The US “is on the cusp of an energy boom that is already creating hundreds of thousands of jobs, revitalizing entire communities, and reinvigorating American manufacturing,” said US Chamber of Commerce President and CEO Thomas Donohue as he laid out the Chamber’s priorities for 2012.

In his annual “State of American Business” report, delivered Thursday in the Italianate Hall of Flags in the Chamber’s Lafayette Square headquarters, Donohue highlighted energy first as a sector offering vast promise in jobs and revenue to help revitalize the US economy, but only if domestic resources are developed.

Donohue pointed to unconventional oil and gas discoveries, including natural gas in Pennsylvania, Ohio, New York and West Virginia, and oil in North Dakota, as examples of the jobs boom these resources can bring “With the right policies, the oil and natural gas industry could create more than 1 million jobs by 2018,” Donohue said.

Read more about the huge opportunities presented by unconventional oil and gas plays on Breaking Energy here.

Ample and cheap gas supplies mean petrochemical companies are considering coming back to the US, and may encourage other manufacturing, he said.

Donohue said the US has enough oil to last 200 years, natural gas for 120 years, and coal for 450 years. “We must speed up permitting and end many of the restrictions that have put key areas off-limits” due in some cases to “political expedience,” Donohue said.

He said the nation must “harness all our resources, traditional and alternative – while expanding nuclear power and driving greater efficiency.” He called efficiency “the most important environmental resource we have.”

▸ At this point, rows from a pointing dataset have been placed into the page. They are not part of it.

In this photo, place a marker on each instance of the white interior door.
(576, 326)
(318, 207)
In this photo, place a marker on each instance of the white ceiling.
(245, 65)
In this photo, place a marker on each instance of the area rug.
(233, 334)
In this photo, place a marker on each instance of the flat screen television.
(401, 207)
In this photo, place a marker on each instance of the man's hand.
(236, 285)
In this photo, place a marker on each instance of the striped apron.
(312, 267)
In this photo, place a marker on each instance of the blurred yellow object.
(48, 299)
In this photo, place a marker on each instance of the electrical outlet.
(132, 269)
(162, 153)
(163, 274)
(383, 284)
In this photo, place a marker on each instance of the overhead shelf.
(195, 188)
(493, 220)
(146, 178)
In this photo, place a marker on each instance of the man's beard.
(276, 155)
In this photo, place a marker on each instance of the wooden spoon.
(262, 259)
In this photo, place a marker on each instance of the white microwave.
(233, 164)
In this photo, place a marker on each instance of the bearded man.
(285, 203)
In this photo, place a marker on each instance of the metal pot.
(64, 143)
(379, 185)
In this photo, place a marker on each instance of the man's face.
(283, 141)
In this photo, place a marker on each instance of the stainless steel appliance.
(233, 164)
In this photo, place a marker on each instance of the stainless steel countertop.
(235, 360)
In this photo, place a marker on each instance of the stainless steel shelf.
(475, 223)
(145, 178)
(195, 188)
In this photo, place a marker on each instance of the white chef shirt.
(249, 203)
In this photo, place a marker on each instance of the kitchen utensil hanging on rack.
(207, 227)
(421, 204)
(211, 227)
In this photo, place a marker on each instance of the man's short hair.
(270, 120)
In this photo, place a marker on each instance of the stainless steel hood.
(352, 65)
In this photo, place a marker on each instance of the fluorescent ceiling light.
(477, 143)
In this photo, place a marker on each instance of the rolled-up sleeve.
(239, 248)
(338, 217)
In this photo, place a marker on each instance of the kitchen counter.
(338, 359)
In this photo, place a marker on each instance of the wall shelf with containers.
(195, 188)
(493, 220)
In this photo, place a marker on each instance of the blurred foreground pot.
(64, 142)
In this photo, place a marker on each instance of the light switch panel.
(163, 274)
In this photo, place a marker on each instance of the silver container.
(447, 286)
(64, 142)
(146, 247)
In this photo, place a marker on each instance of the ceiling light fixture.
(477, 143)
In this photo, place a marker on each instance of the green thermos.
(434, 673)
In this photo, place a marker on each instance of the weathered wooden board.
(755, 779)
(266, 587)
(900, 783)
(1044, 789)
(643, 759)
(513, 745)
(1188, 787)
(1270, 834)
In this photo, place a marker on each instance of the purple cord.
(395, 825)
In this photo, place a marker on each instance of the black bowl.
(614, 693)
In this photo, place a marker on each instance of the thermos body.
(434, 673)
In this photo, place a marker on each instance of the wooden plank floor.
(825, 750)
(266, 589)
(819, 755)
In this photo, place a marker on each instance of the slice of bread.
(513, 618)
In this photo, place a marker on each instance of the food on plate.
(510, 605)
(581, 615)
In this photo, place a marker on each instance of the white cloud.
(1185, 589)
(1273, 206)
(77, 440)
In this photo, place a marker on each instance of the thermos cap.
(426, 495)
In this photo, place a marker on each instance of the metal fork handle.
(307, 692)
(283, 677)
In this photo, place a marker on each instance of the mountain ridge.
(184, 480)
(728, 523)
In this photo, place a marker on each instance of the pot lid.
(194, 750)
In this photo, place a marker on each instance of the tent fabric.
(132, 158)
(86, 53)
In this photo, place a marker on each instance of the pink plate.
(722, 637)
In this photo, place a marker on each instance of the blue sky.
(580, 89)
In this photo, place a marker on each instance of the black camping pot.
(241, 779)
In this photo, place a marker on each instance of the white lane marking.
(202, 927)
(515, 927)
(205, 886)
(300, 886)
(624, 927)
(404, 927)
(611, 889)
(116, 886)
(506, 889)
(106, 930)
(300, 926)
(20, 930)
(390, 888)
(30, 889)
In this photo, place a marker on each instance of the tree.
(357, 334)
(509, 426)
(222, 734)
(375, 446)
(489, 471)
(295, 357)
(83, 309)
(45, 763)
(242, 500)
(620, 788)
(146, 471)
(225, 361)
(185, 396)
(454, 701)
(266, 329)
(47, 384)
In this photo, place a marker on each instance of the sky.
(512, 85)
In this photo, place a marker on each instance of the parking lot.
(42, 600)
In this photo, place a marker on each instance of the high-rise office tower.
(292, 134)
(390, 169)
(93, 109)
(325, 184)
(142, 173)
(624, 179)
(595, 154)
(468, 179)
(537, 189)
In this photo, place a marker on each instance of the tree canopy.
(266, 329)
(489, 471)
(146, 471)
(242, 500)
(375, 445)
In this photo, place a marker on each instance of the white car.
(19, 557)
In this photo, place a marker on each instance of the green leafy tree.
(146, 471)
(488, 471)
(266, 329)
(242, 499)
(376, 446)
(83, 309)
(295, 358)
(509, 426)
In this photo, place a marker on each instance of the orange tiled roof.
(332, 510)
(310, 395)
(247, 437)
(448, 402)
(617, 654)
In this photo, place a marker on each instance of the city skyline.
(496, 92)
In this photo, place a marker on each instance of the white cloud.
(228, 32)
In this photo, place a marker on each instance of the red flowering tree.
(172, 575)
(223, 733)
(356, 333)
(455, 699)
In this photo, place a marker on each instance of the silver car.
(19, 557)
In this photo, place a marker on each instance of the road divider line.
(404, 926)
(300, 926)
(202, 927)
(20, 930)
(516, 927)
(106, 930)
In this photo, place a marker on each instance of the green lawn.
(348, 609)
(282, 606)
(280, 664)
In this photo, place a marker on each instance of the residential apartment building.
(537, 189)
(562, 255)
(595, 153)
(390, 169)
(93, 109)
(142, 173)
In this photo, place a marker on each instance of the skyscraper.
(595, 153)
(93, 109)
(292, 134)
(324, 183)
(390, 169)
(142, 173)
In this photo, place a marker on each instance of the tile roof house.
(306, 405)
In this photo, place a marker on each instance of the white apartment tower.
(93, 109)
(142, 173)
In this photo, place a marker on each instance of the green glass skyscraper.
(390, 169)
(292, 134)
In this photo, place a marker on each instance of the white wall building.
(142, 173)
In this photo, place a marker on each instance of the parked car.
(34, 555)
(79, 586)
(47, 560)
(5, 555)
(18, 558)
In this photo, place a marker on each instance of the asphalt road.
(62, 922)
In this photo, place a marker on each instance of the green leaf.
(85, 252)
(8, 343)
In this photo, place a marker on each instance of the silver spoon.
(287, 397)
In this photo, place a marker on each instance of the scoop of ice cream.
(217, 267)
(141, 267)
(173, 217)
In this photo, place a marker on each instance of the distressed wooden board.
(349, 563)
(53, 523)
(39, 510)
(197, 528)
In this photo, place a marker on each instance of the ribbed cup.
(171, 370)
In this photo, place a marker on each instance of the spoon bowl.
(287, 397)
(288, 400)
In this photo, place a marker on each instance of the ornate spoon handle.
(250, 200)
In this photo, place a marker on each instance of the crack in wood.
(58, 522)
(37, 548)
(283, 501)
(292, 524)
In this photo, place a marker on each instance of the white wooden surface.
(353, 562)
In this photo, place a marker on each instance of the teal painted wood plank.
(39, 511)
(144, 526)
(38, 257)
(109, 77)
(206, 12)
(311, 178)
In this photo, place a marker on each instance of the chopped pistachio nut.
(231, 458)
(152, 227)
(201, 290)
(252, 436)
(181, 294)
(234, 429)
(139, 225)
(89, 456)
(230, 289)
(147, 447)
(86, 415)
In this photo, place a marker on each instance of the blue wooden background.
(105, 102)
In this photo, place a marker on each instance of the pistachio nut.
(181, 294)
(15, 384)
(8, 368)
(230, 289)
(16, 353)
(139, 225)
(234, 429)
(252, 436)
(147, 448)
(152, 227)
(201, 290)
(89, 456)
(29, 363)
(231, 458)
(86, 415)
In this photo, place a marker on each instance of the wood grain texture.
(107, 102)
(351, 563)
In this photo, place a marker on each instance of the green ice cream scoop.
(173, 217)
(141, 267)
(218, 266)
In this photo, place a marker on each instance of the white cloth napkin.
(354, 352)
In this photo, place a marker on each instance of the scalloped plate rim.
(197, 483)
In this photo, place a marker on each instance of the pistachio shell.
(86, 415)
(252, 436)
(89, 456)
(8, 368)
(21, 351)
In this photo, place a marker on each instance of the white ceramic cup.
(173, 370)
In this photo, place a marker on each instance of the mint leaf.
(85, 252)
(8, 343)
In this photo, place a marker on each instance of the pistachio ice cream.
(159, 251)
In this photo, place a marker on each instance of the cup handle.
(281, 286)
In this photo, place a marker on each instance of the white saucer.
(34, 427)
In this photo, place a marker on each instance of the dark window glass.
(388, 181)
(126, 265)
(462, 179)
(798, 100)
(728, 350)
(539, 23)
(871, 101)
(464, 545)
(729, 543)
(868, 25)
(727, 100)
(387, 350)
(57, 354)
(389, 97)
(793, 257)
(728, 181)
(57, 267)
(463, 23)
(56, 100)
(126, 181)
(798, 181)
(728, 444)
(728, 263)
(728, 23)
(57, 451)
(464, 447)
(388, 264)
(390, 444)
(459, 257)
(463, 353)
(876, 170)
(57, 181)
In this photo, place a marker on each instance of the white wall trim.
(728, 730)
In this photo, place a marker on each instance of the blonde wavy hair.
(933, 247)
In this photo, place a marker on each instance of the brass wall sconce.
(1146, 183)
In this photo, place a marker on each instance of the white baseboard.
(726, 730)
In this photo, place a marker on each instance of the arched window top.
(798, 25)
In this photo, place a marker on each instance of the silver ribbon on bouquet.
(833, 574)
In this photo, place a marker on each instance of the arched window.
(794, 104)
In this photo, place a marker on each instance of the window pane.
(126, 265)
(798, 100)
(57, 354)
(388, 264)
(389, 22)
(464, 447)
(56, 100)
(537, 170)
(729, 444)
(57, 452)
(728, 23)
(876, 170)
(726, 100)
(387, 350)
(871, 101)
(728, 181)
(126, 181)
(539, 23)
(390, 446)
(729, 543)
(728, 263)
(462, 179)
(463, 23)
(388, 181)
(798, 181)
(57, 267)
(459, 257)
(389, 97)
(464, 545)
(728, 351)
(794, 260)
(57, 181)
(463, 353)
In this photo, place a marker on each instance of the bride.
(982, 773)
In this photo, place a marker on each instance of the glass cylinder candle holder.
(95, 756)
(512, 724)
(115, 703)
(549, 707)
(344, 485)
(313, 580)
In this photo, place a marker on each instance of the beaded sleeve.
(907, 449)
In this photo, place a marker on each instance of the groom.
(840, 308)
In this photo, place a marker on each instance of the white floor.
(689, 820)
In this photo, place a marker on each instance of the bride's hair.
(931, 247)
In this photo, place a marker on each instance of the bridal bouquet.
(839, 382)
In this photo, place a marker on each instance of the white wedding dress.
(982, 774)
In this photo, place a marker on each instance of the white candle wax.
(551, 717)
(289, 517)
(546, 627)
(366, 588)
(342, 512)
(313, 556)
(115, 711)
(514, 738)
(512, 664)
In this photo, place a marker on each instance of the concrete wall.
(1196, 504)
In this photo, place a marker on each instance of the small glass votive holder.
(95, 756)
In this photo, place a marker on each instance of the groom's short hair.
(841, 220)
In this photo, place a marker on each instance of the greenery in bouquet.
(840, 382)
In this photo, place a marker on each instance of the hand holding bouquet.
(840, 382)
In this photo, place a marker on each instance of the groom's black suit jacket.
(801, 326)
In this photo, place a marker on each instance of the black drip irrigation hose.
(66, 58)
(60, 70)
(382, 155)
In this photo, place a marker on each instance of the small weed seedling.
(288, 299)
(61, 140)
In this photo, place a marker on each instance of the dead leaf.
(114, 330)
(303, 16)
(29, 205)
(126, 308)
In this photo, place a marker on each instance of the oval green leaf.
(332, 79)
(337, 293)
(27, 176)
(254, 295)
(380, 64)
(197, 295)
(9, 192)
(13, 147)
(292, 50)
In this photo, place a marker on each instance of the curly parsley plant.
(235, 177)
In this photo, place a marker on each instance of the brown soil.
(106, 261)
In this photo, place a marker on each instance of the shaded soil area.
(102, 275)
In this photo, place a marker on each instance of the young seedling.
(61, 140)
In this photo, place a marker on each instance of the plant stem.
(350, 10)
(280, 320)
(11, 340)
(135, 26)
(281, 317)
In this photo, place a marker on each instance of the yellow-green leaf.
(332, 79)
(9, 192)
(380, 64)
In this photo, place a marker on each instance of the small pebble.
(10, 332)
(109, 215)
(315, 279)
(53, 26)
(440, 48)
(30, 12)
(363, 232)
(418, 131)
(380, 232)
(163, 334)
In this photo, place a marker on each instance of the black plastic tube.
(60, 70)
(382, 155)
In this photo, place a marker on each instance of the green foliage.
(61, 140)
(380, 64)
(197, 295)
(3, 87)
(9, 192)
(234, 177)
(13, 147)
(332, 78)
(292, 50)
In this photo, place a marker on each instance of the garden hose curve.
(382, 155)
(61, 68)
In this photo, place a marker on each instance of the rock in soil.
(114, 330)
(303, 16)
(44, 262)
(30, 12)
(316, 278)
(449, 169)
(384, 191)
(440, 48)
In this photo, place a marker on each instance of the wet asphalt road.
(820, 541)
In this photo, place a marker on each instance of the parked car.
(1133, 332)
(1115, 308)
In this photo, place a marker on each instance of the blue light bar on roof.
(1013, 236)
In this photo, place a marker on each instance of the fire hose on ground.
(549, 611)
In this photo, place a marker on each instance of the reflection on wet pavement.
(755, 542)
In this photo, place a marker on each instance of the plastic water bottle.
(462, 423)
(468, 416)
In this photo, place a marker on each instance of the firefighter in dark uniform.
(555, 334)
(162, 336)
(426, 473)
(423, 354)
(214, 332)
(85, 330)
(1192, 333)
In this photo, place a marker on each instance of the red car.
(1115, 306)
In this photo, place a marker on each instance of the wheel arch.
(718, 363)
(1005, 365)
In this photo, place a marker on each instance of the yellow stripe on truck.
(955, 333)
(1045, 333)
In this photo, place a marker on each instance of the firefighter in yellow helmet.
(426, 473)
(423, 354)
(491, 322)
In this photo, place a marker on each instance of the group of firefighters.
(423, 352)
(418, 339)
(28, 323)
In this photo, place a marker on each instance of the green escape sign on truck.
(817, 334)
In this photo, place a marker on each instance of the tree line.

Keystone XL Stays In The Spotlight

The first thing President Obama should do, he said, is approve building of TransCanada’s Keystone XL pipeline, to bring crude from Alberta’s oil sands south to US pipelines. Echoing American Petroleum Institute CEO Jack Gerard, Donohue said approval would immediately create 20,000 jobs and “over 250,000 over the life of the project.”

The Natural Resources Defense Council, which opposes the pipeline on environmental grounds, is calling those figures “discredited” and cites State Department documents showing the project would create no more than 6,000 jobs in construction and 100 or so for operations. Congress has given President Obama until Feb. 21 to decide on the project, and Sen. John Hoeven (R-ND) is already drafting legislation to take approval authority away from the President if Obama says no.

Donohue said the Keystone project “has passed every environmental test” during three years of review, and will be “laid next to 22 other pipelines” with solid safety records.

For more on the Keystone project on Breaking Energy, read here.

A related Chamber priority is regulatory reform. Donohue decried “an avalanche” of new regulations, saying the number of regulations pending across the Obama administration is larger than the number on the books now. He said the Environmental Protection Agency alone has 200 pending rules.

“This adds up to a big drag on our economy,” he said.

Donohue said the Chamber “supports necessary, sensible and forward-looking regulations,” but will fight “regulatory activism that is based on bad data, dubious authority or pure politics.”

Donohue said the Chamber expects economic growth to slow in the first half of 2012, to about 2.5%, and “work its way back up to about 3%” by year’s end. That growth rate means anemic improvement in unemployment.

The economy can do better if government and business work together, leveraging private ingenuity and capital, Donohue said, but now conflicts among political leaders are “undermining business and consumer confidence and slowing down the economy.” He called on leaders to work together, saying 2012 “must not be a wasted year simply because it is an election year.”

Donohue also announced the chamber will be active in the 2012 elections, with the “most aggressive voter education effort” in the Chamber’s 100-year history. He didn’t specify how much the Chamber would spend; it reported spending $33.5 million in the 2008 election.

Photo Caption: People listen while Thomas Donohue, CEO and President of the US Chamber of Commerce, delivers the annual ‘State of American Business’ address at the US Chamber of Commerce January 12, 2012 in Washington, DC. Donohue spoke about the US economy and his strategies to improve it.